Further evidence of the Commission’s aim to develop the wider timber market is its support for the wood. for good campaign.

“Wood. for good is a rallying point for those who want to promote timber and provides a central, clear message that is meaningful to the public,” said Mr Rollinson. “What we need now is for more companies to join in and link their own campaigns with wood. for good so we’re not talking at cross purposes and diluting the message.”

But with the Nordic backers of wood. for good aiming to change the split in financing the campaign with the UK industry from the current 75/50 ratio to 50/50, is the Forestry Commission about to make up any shortfall in funding? It’s a question to which Mr Rollinson gives a qualified “no”.

“We won’t simply be signing more cheques. But what we are doing is encouraging other sponsors to join us and we do expect to achieve the target of 50% of funding from the UK.”

Another key group Mr Rollinson wants to hitch even more firmly behind the timber bandwagon are the politicians.

“Part of my job is to engage with government and politicians and encourage them to support research and development work with timber as a manufacturing and construction material.”

Timber’s political connections have been strengthened, he added, with the launch of the forestry and timber industries’ ‘Naturally Wood’ sustainability strategy earlier this year, in which the FC was closely involved. This will emphasise to politicians and the market how the sectors can contribute to the UK’s sustainable development .
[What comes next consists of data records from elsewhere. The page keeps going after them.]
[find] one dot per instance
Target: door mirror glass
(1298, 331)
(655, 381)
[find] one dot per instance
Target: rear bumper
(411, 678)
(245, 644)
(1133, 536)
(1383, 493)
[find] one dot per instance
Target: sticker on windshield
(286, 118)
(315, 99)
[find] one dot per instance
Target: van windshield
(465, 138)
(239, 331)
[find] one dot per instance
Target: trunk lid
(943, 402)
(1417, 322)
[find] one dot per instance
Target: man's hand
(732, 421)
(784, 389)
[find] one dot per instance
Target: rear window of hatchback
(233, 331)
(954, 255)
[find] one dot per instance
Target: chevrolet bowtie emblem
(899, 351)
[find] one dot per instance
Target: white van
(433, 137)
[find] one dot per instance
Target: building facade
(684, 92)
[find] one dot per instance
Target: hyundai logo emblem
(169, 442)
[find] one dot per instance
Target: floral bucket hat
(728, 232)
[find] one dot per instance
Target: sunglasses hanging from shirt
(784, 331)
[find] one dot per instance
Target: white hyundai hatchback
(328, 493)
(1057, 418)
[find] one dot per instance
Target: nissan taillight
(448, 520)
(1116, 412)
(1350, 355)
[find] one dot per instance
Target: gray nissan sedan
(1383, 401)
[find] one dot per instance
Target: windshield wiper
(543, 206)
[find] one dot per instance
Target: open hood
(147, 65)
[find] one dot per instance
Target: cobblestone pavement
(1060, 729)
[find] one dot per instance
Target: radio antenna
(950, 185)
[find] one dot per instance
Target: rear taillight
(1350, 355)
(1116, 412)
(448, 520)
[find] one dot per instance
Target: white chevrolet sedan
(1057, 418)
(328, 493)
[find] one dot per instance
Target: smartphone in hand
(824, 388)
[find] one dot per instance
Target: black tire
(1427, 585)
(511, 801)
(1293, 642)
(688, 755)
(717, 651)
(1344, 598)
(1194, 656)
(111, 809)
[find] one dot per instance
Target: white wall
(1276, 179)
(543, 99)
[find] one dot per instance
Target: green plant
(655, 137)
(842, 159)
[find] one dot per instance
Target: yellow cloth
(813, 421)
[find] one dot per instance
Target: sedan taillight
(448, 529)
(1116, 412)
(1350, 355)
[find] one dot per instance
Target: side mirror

“It won’t claim wood is better in all applications than steel, plastic and concrete,” he said. “The aim is to highlight where it is the best solution and how it can be used in a sustainable way.”

Crucial weapon

The crucial weapon in marketing timber products as a sustainable manufacturing and construction solution, believes Mr Rollinson, is certification. And to really exploit its benefits, he believes that “convergence” is needed between the various certification schemes. “The message we want out in the market is that if the scheme is half way decent, regardless of which one it is, it backs up wood’s sustainability argument.”

As a route around the hostility and suspicion between certification schemes, or more accurately, some of their supporters, Mr Rollinson holds up the example of the steering group for the PEFC– and FSC-approved UK Woodland Assurance Scheme which he chairs. “This brings together environmentalists, industry and representatives of social groups and government. It’s a forum where we can all sit down and talk rationally, rather than throw bricks at one another.”

With the UK’s softwood harvest set to rise substantially in the next few years, the pressure will be even greater for the timber and forestry industries to act in concert to develop their markets.

“It had been predicted that our upturn in softwood supply would coincide with a global softwood shortage, but that now seems unfounded,” said Mr Rollinson. “In the next few years we are also going to see industrial plantation woodlands coming on stream in New Zealand, Chile and Asia so we’ve got to handle our increase against a background of continuing low global timber prices and very competitive conditions.”

The way forward, he added, will be to develop even more new timber technologies and end uses and an even stronger, clearer marketing and environmental message.

Mr Rollinson clearly sees the FC director-general as having a central role in helping UK timber rise to these challenges and exploit its opportunities – while, of course, he simultaneously manages the country’s biggest nature reserve and outdoor leisure complex.